Cigarettes brûlées.


« Aimer sans être aimée, c'est vouloir allumer une cigarette à une cigarette déjà éteinte.»

George Sand

Mes rêves n'étaient qu'une rapide histoire racontée brièvement. Les mots semblaient devenir des clichés flous et des peintures abstraites qui prenaient sens dans mon esprit endormi.  Quand je rêvais d'une personne, de sa silhouette difforme, je me réveillais le matin avec une drôle de perception à son égard.

Ce matin-là lorsque j'ouvris doucement les yeux, je me souvins de ce rêve : il y avait un contour noir, une forme humaine et féminine qui s'effritait sous mes yeux, comme une tâche d'ancre qui se dissout et glisse sous des torrents aquatiques ; et dont les yeux bleus me regardaient avec insistance.

J'ai rêvé d'Alice cette même nuit, c'était sûr. Ces saphirs bleu ciel, c'étaient les siens.

Je les avais encore dans mon esprit envoûté qui me fixaient alors que j'allai m'assoir à côté de Lola dans l'amphithéâtre. Il régnait un vacarme incessant alors que nous attendions le professeur d'histoire. J'ouvris mon sac et attrapai mes feuilles et mes stylos, prête à prendre mes notes. Alors que je relisais mon cours précédent, Lola approcha son visage du mien et murmura contre mon oreille:

« Tu sais, si Johnny Depp venait demain dormir avec moi, je ne coucherai pas avec lui.

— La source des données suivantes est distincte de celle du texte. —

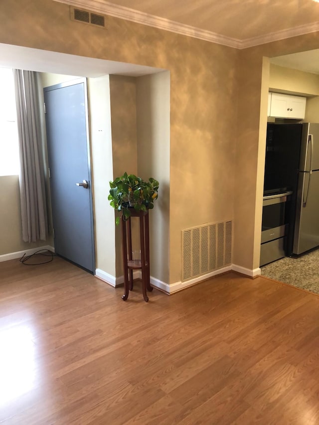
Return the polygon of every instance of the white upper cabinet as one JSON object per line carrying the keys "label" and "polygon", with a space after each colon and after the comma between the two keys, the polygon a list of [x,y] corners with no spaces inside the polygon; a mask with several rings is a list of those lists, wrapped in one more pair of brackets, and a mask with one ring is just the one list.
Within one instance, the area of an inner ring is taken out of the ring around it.
{"label": "white upper cabinet", "polygon": [[302,96],[271,93],[268,98],[269,117],[303,120],[306,111],[306,98]]}

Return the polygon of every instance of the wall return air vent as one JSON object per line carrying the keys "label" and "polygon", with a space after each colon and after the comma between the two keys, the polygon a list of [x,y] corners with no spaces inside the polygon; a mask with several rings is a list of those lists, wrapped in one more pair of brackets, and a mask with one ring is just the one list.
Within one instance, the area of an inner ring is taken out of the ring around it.
{"label": "wall return air vent", "polygon": [[72,20],[79,21],[102,28],[105,28],[105,16],[97,14],[85,9],[70,7],[70,16]]}
{"label": "wall return air vent", "polygon": [[182,281],[231,264],[232,222],[182,230]]}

Je fumerai juste une cigarette en sa compagnie en observant la fumée se cloîtrer dans un coin du plafond, tout en disant ce genre de phrases que des amants disent dans les films après avoir fait l'amour.

-C'est faux, dis-je en souriant.

-De quoi?

-Tu n'es pas honnête Lola. Bien sûr que tu coucherais avec lui.

-Non. Le seul homme avec lequel je couche, c'est Gabin. Et Johnny, c'est pas Gabin ».

Gabin, s'était son copain. Elle l'aimait à la folie, et elle ne pouvait se contenir une journée sans prononcer son prénom avec tendresse. Elle me le décrivait, avec ses cheveux blonds en bataille et ses yeux sombres de chasseur. Je soupirais en l'écoutant. Soit parce que je la trouvais ridicule à parler ainsi d'un simple blondinet qui aimait les balades en forêt. Soit parce que, finalement, j'aurais bien aimé avoir un Gabin dans ma vie morose. 

Le professeur entra dans l'amphithéâtre, et le brouhaha ne cessa pas pour autant. Lola en profitait pour parler encore, elle avait les yeux rivés vers l'infini quand elle parlait de son projet de court-métrage :

« Je pense que je vais faire une fin tragique. A la limite de la fatalité. Comme si en fait, tout était contrôlé par des Dieux, tu vois. Genre...Même nos désirs ! Et si un jour quelqu'un veut par hasard contrôler sa vie, eh bien...Il ne peut pas, et meurt sur le champ ! C'était son destin, c'était comme ça, c'était écrit.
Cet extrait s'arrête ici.